Earlier Bachhat had written about how one can
use ultra-short
term debt funds to maximize post tax returns. The article spoke about investing in dividend
reinvestment plan of such funds, since dividend are effectively taxed at lower
rate than short term capital gain rates and hence such funds are tax effective.
The tax
rates on debt mutual funds were revised earlier during this year and hence the said article
is not relevant in the current scenario.
Based on the revised tax rates, we have tried to analyse and tabulate
which type of option (growth or dividend) should be chosen for investment in
debt mutual funds.
Revised tax rates on debt fund
For an
individual investor, short term capital gains in a debt mutual fund is taxable at
tax slab under which such individual falls.
Long term capital gains are taxable @ 20% with indexation benefit and
10% without indexation benefit. Surcharge
@ 10% for taxable income of more than Rs. 1 crore and cess @ 4% shall apply
additionally.
For
dividend distributed, dividend distribution tax is applicable. Earlier there was difference in dividend
distribution tax rates between liquid / money market funds and other debt
funds. Now this difference has been
eliminated and now dividend distribution tax on all debt funds shall be 25%
(effective tax rate of 28.325% including surcharge and cess).
Growth or Dividend Option
One can
maximize his returns from debt funds by choosing the correct option which has
least tax implication. Things to be
considered before choosing a plan are:
- Time period for investment
- Tax bracket under which an individual falls
- Need for regular income
Based on
the above three criteria, the best option to choose from is as below:
When regular income is required
Since
dividend distribution tax rate (28.325%) is higher than the effective tax rate
for investors falling under 10% or 20% tax slab, it is beneficial for them to
opt for growth option in case they are looking for investment horizon of less
than 1 year and choose systematic withdrawal plan wherein a fixed amount shall
be redeemed and paid to the investor at periodic interval. SWP shall provide source of regular income to
them. However before opting for SWP under
growth option, one needs to check out for exit load and commence SWP only after
the exit load period.
For
individuals falling under 30% tax slab and in need of regular income, the tax
benefit between dividend and growth option is minimal with dividend option
slightly beneficial than the growth option.
For investment
horizon of more than 1 year, it is beneficial for all investors looking for
regular income to choose systematic withdrawal plan under the growth option.

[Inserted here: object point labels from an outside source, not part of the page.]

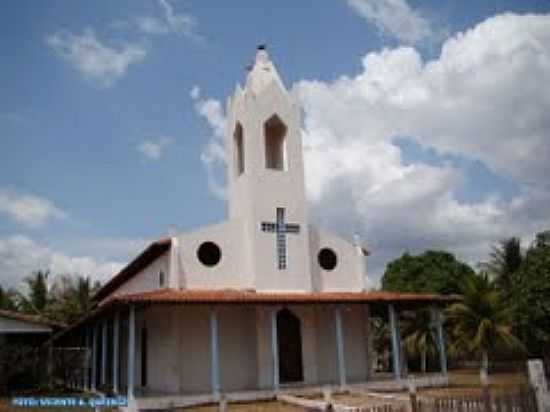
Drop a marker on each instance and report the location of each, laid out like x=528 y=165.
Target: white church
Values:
x=258 y=304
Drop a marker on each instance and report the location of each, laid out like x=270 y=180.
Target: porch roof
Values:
x=234 y=296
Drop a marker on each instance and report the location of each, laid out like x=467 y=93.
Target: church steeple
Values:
x=266 y=176
x=262 y=73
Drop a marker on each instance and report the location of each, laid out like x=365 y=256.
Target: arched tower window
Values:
x=275 y=145
x=238 y=149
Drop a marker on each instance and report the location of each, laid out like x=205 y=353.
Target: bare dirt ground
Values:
x=249 y=407
x=462 y=383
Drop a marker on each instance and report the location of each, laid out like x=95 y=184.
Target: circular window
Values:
x=327 y=258
x=209 y=254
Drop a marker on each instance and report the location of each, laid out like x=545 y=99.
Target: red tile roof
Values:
x=233 y=296
x=224 y=296
x=153 y=251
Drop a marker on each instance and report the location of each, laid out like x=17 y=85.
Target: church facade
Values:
x=260 y=302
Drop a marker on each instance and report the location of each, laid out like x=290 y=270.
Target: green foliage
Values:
x=505 y=261
x=481 y=321
x=64 y=298
x=8 y=299
x=70 y=298
x=431 y=272
x=531 y=296
x=419 y=335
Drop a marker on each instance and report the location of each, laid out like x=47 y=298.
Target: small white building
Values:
x=260 y=302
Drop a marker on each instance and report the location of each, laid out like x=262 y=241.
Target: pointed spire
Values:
x=262 y=73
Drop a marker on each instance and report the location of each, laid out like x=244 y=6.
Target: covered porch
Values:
x=169 y=348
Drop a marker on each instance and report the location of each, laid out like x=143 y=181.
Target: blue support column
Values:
x=104 y=352
x=340 y=346
x=214 y=353
x=116 y=338
x=88 y=345
x=438 y=317
x=94 y=358
x=131 y=351
x=274 y=349
x=396 y=341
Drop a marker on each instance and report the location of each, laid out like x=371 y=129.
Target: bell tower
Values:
x=266 y=179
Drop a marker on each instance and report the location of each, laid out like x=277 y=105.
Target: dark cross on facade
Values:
x=281 y=229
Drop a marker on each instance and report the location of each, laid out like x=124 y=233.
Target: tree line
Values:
x=63 y=298
x=504 y=306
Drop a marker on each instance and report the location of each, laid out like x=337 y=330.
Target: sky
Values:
x=425 y=123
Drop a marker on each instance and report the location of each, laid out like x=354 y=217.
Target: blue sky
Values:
x=103 y=148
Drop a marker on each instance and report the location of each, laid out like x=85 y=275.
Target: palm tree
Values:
x=419 y=335
x=71 y=297
x=481 y=320
x=506 y=258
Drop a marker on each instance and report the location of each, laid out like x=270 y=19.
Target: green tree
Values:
x=433 y=271
x=7 y=299
x=505 y=260
x=71 y=297
x=481 y=321
x=419 y=335
x=530 y=295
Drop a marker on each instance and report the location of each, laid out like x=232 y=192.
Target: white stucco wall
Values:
x=148 y=278
x=179 y=347
x=349 y=273
x=230 y=272
x=238 y=360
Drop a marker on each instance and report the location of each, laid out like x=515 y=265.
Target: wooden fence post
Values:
x=486 y=395
x=537 y=379
x=412 y=394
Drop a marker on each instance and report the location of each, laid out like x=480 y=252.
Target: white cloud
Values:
x=395 y=18
x=27 y=209
x=213 y=155
x=154 y=149
x=170 y=22
x=481 y=99
x=21 y=255
x=94 y=59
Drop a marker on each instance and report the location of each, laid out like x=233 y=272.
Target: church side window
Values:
x=239 y=150
x=275 y=143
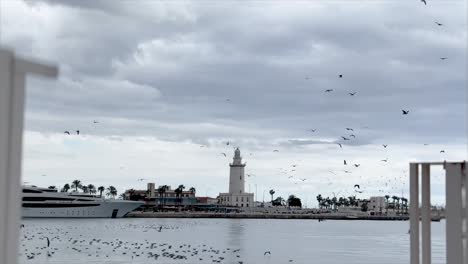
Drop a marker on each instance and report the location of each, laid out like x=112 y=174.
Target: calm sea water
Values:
x=220 y=241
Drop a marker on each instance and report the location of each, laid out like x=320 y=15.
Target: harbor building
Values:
x=236 y=195
x=162 y=196
x=377 y=204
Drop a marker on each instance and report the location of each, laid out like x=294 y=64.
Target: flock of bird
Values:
x=65 y=241
x=392 y=184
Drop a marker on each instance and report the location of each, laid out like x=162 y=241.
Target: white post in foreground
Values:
x=453 y=213
x=13 y=72
x=426 y=213
x=414 y=213
x=456 y=212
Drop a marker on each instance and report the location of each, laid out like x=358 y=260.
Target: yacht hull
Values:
x=102 y=209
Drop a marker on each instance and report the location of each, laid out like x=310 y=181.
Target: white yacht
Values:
x=47 y=203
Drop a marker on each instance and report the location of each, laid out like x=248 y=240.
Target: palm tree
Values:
x=404 y=203
x=179 y=192
x=84 y=188
x=398 y=205
x=131 y=194
x=76 y=184
x=111 y=191
x=394 y=204
x=101 y=189
x=387 y=197
x=319 y=200
x=91 y=189
x=66 y=187
x=161 y=192
x=166 y=188
x=271 y=193
x=352 y=200
x=328 y=202
x=334 y=203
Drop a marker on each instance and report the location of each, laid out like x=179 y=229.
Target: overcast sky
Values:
x=163 y=79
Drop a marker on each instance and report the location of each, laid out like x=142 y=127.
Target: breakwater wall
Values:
x=264 y=216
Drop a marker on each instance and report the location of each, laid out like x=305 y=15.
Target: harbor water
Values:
x=242 y=241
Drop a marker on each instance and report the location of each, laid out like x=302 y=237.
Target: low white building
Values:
x=376 y=204
x=236 y=195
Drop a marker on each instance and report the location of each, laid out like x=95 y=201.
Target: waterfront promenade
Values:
x=252 y=215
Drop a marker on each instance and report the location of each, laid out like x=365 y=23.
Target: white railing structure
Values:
x=13 y=71
x=456 y=212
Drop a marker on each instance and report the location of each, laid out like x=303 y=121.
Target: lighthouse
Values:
x=236 y=174
x=236 y=195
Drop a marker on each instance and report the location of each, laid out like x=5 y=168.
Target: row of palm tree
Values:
x=334 y=203
x=396 y=205
x=90 y=188
x=162 y=190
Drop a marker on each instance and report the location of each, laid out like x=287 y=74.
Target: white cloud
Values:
x=156 y=75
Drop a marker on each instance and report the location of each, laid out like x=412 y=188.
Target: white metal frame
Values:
x=13 y=71
x=456 y=212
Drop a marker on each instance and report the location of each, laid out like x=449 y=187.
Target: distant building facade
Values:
x=236 y=195
x=157 y=197
x=377 y=204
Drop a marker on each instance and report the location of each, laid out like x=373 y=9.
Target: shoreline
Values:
x=267 y=216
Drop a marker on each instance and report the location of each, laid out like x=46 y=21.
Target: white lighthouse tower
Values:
x=236 y=174
x=236 y=195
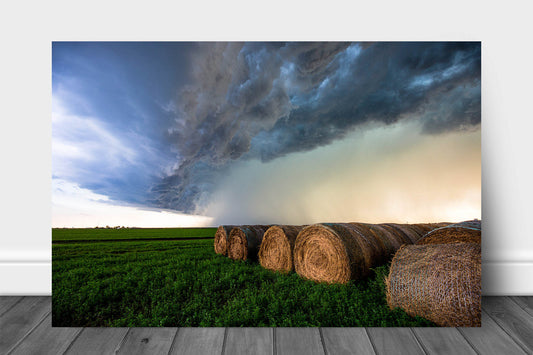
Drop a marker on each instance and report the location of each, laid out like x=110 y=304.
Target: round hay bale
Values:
x=440 y=282
x=222 y=239
x=413 y=234
x=339 y=252
x=245 y=241
x=277 y=248
x=464 y=232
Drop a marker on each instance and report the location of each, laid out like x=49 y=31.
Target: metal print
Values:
x=208 y=184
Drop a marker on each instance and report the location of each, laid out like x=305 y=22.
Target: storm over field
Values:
x=191 y=134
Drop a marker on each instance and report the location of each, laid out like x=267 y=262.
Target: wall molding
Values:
x=26 y=277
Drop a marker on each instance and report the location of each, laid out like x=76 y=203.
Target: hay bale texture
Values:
x=245 y=241
x=464 y=232
x=440 y=282
x=222 y=239
x=339 y=252
x=277 y=248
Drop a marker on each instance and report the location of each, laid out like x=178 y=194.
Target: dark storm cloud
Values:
x=267 y=100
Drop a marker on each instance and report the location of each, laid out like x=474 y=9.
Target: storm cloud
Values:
x=267 y=100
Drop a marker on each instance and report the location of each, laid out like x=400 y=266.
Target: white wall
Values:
x=25 y=81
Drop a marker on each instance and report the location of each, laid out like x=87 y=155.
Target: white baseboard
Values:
x=509 y=278
x=35 y=278
x=31 y=278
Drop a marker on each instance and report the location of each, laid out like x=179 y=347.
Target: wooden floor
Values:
x=25 y=328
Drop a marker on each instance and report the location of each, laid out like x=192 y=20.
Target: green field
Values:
x=184 y=283
x=90 y=234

When regular income is not required
For investors
not looking for regular income, growth option is best irrespective of investment
horizon. However, there can be marginal
tax benefit for investors falling under 30% tax slab by choosing dividend reinvestment
option for investment horizon of less than 1 year.
Bachhat’s take
By increasing the dividend distribution tax rate, the tax
advantage of dividend option which was available till late year has been
eliminated, save for investors falling under 30% tax slab. If an investor decides to invest in a debt
mutual fund, he needs to take into consideration above aspects to increase his
post-tax returns. However one needs to
keep in mind that the above analysis is relevant only till the tax rates are kept
constant. In case of any revision in tax
rates (which may happen at the earliest in 2014 budget), the above may not hold
true.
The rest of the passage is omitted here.